Having established that neural correlates of value prediction, like choices, were well explained by model-based values, we sought to dissect the computation of these values into the components from which, according to the theory, they are computed. We first attempted to tease apart the striatal BOLD response by separately investigating the effects of component quantities that should be combined together in the value computation, and in so doing to visualize the features of the response that gave rise to the previous finding (that value is better explained by model-based planning than TD). In particular, the values from both algorithms amount to weighted sums over a series of quantities (see Materials and Methods). TD updates values by accumulating prediction errors, resulting in a net learned value that at each step corresponds to the weighted sum over errors received after previous experiences with an action. Model-based planning produces a value at each step by a (time-discount weighted) sum over rewards predicted by the model at each time step into the future. We therefore may use the additivity of the GLM to seek to explain the net BOLD signal as a weighted sum of either sequence of subquantities. Thus, we unrolled the first two steps of each of these computations and entered them as separate regressors: Qplan = r1 + γr2 + …, QTD = α(δ1 + (1 − α)δ2 + …). (The early terms should dominate since in both algorithms the weights decline exponentially as the series progresses.)

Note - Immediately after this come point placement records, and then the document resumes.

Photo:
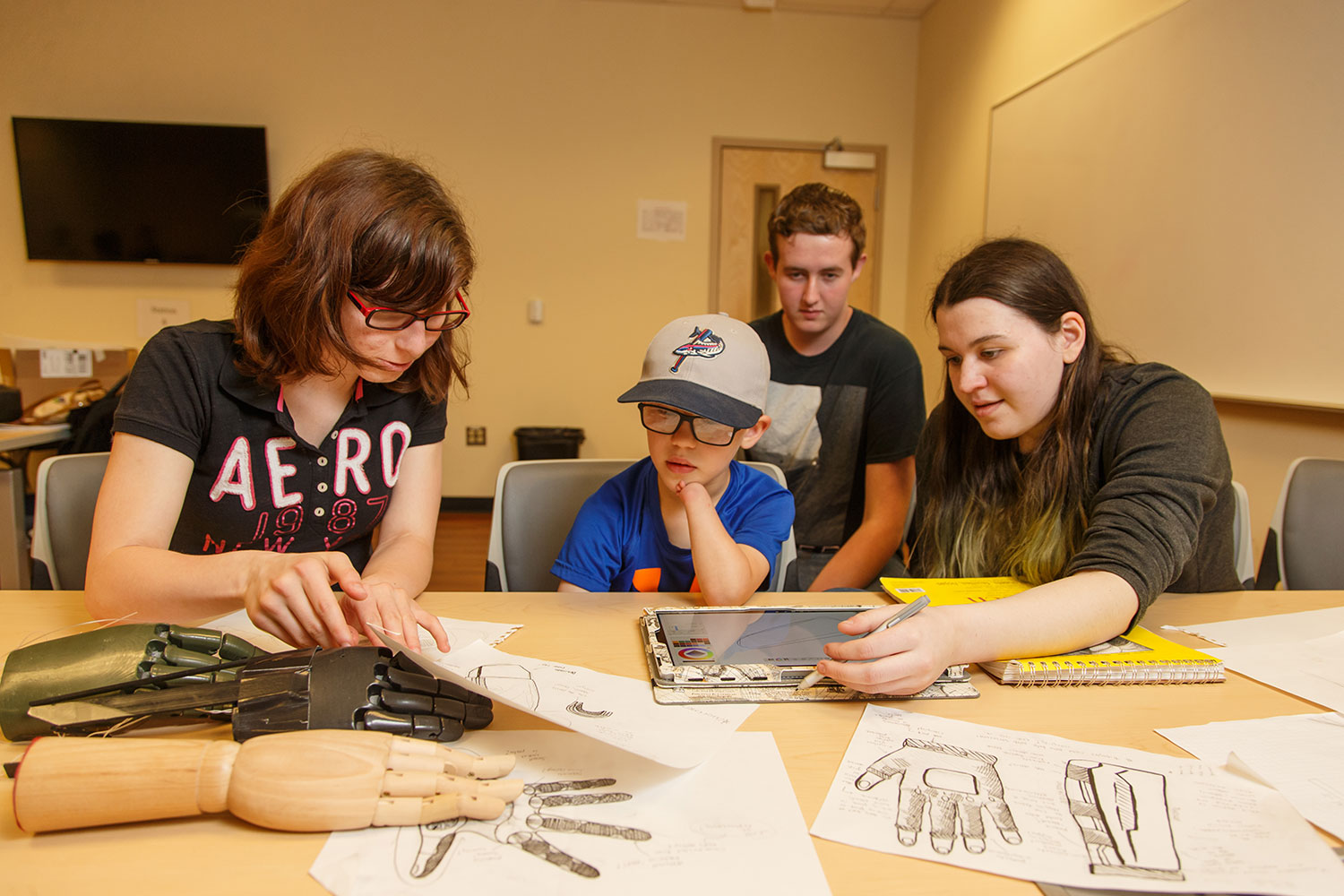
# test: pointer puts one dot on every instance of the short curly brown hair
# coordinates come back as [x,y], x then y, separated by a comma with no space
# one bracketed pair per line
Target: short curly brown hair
[360,220]
[816,209]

We extracted the sizes of these effects in our voxels of interest (Fig. 5). As can be seen in the figure, the pattern of BOLD activation in all the voxels, in terms of the subcomponents of the value, more closely follows the pattern predicted by model-based planning than by TD, with the directions and relative sizes of effects consistently in line with the predictions. Having selected these voxels for having a large correlation with the chosen value Q (over both algorithms symmetrically), we of course bias the statistical test for correlations with components of the value computation of both algorithms to be positive as well. Thus, as expected, we found all the correlations with r1 were significantly positive (p < 0.035, all tests FDR corrected for the four voxels but uncorrected for multiple comparisons in VOI selection), as well as one of the paired r2 correlations (p = 0.02). However, only one of the δ1 correlations was significant (p = 0.033), whereas none of the paired δ2 correlations was (p > 0.1), despite the bias toward a positive finding expected from the selection of the voxels.

Figure 5.

Figure 5.

Striatal BOLD responses to partial value components. Responses (mean effect sizes, arbitrary units) to key components of the value predictions as predicted by the two algorithms in the previously identified VOIs. Also shown are the predicted responses from the overall value fit assuming exponential discounting and updating. Note that significances, as indicated by *p < 0.05 and **p < 0.01, are biased by voxel selection.

One-step reward

We next sought neural reflections for the components of the world model elsewhere in the brain, to begin to map the broader network supporting the computation. In particular, these analyses use subcomponents of the normatively defined model-based values to examine aspects of their process-level computations. In the theory, model-based values are computed at choice time by summing expected rewards over candidate trajectories. Specifically, model-based planning predicts action values by combining information from two representations: a map of where rewards are located, and a map of transitions between states (here, doors). We thus hypothesized that we should be able to find neural correlates related to both representations. To seek a representation of rewards, we considered the value r1 discussed above, which has a clear interpretation: it is the expected immediate reward to be received in the next room. This is the first relevant value that a planning process would need to “look up” when searching forward paths, where the expectation over future states can either reflect the average over paths considered first on different trials (as in depth first search) or be explicitly computed in the brain on each particular trial (as in breadth-first search, where the expectation r1 is the first intermediate partial sum in computing a full action value).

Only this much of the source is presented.